= Frederick Alexander James =

Australian merchant (1884–1957)

Frederick Alexander James (17 December 1884 - 19 March 1957) was an Australian merchant and litigant.

Born at East Marden in South Australia to Thomas James and Emily, née Pitt, he received a sketchy education and after studying at the Muirden College for Business Training joined his father's fruit business Trevarno, which he and his brother took over in 1910. He married Rachel May Scarborough on 19 October 1910 at Glenelg. After a financial disaster during World War I when the brothers were left out of pocket after shipping a quantity of fruit to Germany, they dissolved the partnership and Frederick established new orchards at Berri, successfully dealing in dried fruit from 1920. He stayed out of the Australian Dried Fruits Association in protest at the restrictive sale rules. During this period he also gained extensive familiarity with Australia's Constitution.

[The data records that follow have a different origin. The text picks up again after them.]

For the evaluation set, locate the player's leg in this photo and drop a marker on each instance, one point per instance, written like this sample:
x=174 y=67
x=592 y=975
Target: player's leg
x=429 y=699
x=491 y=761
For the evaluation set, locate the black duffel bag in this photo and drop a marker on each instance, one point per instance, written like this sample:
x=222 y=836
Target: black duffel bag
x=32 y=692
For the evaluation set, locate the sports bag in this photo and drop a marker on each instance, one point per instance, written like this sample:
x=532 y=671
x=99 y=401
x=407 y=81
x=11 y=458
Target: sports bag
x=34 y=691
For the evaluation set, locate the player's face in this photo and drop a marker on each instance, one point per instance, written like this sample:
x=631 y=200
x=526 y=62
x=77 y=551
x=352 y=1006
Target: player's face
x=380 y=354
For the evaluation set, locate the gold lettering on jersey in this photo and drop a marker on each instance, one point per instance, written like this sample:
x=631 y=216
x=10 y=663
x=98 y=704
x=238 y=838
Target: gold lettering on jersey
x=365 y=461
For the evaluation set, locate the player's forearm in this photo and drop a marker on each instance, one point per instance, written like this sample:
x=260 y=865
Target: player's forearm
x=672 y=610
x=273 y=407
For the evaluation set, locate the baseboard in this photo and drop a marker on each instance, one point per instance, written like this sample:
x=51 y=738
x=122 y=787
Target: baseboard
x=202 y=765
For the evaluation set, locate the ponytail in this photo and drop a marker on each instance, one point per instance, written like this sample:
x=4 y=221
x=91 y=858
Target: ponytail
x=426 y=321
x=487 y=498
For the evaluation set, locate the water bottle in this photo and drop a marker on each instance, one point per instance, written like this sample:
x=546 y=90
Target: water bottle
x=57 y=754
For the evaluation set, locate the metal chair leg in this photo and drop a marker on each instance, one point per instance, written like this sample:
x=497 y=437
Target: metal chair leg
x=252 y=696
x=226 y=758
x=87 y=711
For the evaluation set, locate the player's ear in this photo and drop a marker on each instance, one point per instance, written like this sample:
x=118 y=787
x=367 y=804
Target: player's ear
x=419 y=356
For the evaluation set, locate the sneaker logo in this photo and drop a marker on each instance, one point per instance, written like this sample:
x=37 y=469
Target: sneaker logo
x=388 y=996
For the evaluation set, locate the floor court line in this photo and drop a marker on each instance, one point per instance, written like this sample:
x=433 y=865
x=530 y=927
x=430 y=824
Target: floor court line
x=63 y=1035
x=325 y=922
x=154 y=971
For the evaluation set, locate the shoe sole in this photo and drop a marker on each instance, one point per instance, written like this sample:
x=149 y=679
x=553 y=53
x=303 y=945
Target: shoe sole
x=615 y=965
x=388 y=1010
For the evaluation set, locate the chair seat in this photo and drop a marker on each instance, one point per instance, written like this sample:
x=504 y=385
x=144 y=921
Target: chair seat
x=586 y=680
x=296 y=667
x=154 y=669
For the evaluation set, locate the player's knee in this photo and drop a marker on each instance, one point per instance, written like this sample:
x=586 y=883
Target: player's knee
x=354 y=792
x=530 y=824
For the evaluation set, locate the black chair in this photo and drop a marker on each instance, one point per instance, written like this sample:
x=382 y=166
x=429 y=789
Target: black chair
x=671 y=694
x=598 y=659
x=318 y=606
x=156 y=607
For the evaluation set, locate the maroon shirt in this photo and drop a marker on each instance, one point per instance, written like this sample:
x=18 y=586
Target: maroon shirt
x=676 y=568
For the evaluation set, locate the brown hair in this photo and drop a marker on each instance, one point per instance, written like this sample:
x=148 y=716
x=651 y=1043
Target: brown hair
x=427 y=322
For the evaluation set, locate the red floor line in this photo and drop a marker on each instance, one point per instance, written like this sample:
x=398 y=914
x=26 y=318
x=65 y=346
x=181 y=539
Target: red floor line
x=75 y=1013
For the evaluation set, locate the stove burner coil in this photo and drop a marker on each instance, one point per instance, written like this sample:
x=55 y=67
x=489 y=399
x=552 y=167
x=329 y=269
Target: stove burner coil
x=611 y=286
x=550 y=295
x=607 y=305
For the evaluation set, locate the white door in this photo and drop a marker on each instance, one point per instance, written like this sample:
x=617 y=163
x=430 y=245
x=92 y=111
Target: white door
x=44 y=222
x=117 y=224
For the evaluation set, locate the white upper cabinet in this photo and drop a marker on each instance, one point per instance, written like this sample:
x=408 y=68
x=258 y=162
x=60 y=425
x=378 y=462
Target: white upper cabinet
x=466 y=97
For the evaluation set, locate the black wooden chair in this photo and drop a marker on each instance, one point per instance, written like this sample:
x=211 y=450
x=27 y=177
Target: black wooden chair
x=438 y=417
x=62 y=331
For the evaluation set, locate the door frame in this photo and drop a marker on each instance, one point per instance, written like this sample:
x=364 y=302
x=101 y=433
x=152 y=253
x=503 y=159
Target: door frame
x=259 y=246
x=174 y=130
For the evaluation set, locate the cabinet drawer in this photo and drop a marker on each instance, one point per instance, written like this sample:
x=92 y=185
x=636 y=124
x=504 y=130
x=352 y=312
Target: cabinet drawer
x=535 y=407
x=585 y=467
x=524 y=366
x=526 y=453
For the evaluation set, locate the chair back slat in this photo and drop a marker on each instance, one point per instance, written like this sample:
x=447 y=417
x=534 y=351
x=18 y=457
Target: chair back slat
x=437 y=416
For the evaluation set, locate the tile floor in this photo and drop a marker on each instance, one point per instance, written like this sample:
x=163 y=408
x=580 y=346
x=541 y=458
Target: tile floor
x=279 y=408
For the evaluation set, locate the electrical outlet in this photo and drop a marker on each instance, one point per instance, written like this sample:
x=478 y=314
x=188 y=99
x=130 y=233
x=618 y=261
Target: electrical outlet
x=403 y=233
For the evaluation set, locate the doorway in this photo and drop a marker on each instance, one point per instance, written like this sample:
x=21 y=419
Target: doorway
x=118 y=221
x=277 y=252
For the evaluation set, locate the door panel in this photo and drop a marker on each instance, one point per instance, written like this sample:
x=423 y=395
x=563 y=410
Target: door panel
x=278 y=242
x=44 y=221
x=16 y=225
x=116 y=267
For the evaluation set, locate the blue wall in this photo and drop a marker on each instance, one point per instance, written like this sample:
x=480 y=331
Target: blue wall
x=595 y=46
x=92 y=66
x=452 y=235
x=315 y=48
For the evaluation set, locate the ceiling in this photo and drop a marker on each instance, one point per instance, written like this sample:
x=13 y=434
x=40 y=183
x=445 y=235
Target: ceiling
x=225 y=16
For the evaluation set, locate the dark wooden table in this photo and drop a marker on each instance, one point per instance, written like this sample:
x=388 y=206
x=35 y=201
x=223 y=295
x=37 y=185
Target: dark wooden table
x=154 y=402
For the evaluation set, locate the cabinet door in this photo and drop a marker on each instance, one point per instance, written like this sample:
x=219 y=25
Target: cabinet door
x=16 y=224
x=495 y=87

In 1925 James successfully sold large quantities of his export quota to New Zealand, but his contracts were annulled when he tried to repeat his feat the following year. He successfully had his quota raised, but on the advice of a solicitor sold more than double his quota to brokers in New South Wales and Victoria, resulting in the South Australian Dried Fruits Control Board initiating legal proceedings against him. The High Court ruled in favour of James, as it was often to do, in James v. South Australia (1927). He was also successful in James v. The Commonwealth (1928), but the court ruled against him in James v. Cowan (1930), upholding the state's right to invoke compulsory acquisition; this was reversed by the Privy Council in 1932. James was involved in many significant legal cases in the 1930s and won most of them.

Originally a Country Party member, he left when it embraced organized marketing and, after an unsuccessful attempt to gain United Australia Party preselection, ran for the Senate in 1937 on an independent ticket, winning 7.9% of the vote. In 1936 his wife initiated divorce proceedings but James persuaded her to settle out of court. She died in 1949 and he remarried Constance Winifred Timothy-Keighley on 19 April 1950. He died at Toorak Gardens in 1957.